A familiar gap reopened in the latest performance data: across nearly every private strategy, one-year returns trailed 10-year results — with venture capital the standout exception. PitchBook's Q3 2025 Global Fund Performance Report (with preliminary Q4 2025 data) shows VC rebounding sharply as the public-market AI trade spilled into private valuations, driving a wide geographic gap in which North America outpaced a less AI-exposed Europe.


Why It Matters

Soft recent returns raise an uncomfortable question the report poses directly: is this a structural downshift as less-discerning retail capital floods in, or simply 2021 exuberance still unwinding? The answer shapes how LPs underwrite the asset class for the rest of the decade.


Big Picture Drivers

  • AI animal spirits: The public AI rally lifted VC marks, but the report cautions that VC's improving exit value has come from a narrow set of deals.
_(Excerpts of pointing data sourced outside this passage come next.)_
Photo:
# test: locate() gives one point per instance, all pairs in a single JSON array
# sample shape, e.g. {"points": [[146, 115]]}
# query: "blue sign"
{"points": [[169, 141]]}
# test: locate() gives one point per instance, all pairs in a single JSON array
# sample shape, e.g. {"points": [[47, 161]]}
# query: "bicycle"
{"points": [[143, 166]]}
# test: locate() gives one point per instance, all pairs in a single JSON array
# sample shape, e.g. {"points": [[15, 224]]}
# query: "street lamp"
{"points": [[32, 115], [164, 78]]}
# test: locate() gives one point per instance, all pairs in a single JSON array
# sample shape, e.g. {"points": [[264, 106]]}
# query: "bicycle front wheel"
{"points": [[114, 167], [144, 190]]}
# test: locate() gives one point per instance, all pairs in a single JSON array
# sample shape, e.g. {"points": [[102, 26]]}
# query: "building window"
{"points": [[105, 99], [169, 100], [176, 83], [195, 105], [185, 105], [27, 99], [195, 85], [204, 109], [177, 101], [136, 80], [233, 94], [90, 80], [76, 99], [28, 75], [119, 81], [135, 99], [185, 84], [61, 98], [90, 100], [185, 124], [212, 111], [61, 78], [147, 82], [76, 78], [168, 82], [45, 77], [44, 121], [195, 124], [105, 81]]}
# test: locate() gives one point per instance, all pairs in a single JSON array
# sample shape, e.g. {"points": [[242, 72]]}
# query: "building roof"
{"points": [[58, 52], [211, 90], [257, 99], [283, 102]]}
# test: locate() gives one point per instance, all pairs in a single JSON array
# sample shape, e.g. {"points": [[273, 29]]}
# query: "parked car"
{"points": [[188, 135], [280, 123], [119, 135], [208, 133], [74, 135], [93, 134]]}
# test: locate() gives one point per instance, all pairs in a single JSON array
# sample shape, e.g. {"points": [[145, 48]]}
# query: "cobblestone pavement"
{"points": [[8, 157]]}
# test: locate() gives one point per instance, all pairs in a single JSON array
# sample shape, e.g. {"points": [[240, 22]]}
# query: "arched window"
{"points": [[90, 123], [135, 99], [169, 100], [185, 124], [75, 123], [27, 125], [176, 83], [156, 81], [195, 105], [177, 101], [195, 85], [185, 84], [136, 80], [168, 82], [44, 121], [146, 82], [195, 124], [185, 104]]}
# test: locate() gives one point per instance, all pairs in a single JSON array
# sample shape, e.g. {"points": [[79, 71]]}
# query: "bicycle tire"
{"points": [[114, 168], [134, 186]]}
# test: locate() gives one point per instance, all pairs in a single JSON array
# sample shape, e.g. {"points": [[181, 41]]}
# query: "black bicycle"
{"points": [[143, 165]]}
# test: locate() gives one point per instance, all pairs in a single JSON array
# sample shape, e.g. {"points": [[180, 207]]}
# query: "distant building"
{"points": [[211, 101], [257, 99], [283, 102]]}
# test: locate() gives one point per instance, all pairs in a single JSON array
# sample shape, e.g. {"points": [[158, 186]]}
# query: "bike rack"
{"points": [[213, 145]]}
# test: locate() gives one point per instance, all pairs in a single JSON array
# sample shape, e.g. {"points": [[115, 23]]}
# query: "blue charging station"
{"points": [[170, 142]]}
  • A looming PE markdown: PE growth funds' tech tilt boosted them through Q3, but a Q4 2025–Q1 2026 software sell-off on AI-disruption fears should weigh on PE marks as those quarters report.

  • Real assets resilience: Over a three-year horizon, infrastructure — especially digital infrastructure — outperformed, supported by energy security, AI datacenters, and decarbonization.
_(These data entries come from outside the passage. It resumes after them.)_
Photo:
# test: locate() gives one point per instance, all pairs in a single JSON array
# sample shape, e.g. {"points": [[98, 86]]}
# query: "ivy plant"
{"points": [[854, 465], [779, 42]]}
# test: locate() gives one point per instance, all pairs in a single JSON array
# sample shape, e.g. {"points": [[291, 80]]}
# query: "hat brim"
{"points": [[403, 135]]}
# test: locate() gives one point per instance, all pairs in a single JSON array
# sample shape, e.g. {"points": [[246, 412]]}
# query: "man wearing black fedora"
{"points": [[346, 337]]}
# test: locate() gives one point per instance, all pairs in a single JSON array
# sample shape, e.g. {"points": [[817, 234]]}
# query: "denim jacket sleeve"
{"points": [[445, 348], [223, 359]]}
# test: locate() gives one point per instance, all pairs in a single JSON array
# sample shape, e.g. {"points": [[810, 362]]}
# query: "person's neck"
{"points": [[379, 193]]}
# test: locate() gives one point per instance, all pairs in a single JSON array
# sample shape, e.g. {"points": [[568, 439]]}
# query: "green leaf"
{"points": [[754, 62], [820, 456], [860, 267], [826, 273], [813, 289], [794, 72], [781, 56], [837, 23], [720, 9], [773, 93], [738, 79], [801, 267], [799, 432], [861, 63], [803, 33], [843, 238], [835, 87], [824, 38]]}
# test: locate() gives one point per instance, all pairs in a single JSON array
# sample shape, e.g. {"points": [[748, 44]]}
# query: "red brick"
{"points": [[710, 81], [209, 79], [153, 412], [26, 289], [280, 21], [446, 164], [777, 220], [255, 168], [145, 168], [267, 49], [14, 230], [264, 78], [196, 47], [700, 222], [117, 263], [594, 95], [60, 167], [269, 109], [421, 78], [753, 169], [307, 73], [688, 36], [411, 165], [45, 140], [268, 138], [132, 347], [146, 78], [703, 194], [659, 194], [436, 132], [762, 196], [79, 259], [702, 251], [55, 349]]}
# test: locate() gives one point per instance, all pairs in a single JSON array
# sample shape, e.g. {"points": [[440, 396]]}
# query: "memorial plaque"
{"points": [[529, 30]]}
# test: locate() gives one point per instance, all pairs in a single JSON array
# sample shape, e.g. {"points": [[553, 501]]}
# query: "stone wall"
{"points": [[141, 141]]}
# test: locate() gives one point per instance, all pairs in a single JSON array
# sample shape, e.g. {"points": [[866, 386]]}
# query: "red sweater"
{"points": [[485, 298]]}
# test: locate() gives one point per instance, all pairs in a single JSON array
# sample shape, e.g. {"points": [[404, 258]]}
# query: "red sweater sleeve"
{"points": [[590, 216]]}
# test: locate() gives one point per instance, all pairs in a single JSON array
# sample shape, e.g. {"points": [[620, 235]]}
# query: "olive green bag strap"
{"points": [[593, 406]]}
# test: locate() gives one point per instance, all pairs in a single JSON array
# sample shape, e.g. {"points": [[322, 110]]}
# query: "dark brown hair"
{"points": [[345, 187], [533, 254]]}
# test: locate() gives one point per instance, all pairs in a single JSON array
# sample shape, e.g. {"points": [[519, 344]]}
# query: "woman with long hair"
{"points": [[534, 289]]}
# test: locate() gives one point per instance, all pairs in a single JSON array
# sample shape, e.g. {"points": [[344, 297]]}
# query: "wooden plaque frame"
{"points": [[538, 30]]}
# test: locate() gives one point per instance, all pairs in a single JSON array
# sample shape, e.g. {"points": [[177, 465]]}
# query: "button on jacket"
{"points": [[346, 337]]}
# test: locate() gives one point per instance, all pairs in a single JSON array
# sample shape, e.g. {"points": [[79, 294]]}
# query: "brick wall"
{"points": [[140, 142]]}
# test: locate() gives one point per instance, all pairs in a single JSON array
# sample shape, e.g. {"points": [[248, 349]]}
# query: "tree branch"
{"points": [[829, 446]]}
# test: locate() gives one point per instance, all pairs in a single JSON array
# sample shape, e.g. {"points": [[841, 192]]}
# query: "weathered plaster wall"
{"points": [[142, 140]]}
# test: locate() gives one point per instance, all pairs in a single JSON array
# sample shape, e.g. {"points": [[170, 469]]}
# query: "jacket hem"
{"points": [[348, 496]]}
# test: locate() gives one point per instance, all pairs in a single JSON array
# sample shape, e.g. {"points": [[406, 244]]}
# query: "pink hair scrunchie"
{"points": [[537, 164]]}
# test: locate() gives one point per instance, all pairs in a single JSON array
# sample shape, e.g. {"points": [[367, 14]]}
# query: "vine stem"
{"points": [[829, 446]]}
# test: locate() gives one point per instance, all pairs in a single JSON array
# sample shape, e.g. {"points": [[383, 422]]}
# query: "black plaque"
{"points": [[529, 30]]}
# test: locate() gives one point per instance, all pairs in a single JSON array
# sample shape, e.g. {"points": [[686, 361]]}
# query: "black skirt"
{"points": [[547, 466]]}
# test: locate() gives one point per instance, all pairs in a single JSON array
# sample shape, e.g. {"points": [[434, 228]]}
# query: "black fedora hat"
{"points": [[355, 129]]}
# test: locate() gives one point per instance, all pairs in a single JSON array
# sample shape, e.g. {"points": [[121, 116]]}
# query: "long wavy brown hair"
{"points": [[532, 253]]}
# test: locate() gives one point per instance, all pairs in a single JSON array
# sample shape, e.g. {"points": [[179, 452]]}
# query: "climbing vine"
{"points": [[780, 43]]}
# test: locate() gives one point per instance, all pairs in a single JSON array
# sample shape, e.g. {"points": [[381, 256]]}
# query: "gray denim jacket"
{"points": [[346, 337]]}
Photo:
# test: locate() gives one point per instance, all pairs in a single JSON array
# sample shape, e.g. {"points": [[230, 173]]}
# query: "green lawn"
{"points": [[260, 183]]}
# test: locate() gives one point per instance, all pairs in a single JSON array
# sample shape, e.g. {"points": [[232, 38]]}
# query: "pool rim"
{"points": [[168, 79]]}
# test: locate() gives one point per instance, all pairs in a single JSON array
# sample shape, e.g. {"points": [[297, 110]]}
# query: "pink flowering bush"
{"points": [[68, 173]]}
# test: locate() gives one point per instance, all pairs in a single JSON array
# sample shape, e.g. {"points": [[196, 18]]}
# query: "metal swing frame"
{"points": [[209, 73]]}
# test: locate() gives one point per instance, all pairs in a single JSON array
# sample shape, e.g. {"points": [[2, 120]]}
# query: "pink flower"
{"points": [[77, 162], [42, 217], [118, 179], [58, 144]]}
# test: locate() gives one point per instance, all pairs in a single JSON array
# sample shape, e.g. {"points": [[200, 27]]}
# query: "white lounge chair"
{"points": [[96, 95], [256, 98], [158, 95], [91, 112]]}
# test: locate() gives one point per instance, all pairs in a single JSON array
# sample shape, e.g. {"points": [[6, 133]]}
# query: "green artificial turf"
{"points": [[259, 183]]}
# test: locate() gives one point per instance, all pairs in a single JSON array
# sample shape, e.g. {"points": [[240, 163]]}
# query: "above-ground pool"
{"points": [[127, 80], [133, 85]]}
  • Real estate at the back: Rate sensitivity and post-pandemic office/warehouse repricing left real estate last across horizons.


By The Numbers

  • Since 2007: PE leads cumulative returns across the PitchBook Private Capital Indexes, aided by pandemic-era stimulus.

  • 3-year horizon: Real assets and infrastructure lead, a different picture than the long-run ranking.

  • 1-year: VC is the only strategy whose returns topped its 10-year average.

  • Q3 rate cuts: Pulled private-debt returns lower via floating-rate resets and wealth-channel outflow concerns.


Key Trends to Watch

  • Barometer signal: PitchBook's Return Barometers point to VC moderating into Q1 2026 while natural resources moves sharply higher on Iran-war commodity disruption; PE, infrastructure, and private debt look stable.

  • Secondaries scrutiny: Secondaries outperformed every horizon, but the practice of marking discounts up to NAV immediately after purchase is drawing questions.

  • Evergreen tell: The Morningstar-PitchBook Evergreen Indexes — a timelier health gauge — show mixed results, with private debt moderating and real estate trailing.


The Wrap

The headline is a tale of two clocks: a long-term record that still favors private equity, and a near-term reality where only the AI-soaked corners of venture are outrunning history. With a software-driven PE markdown likely in upcoming prints, the next few quarters will test whether 2025's venture rebound was a turn or a head-fake.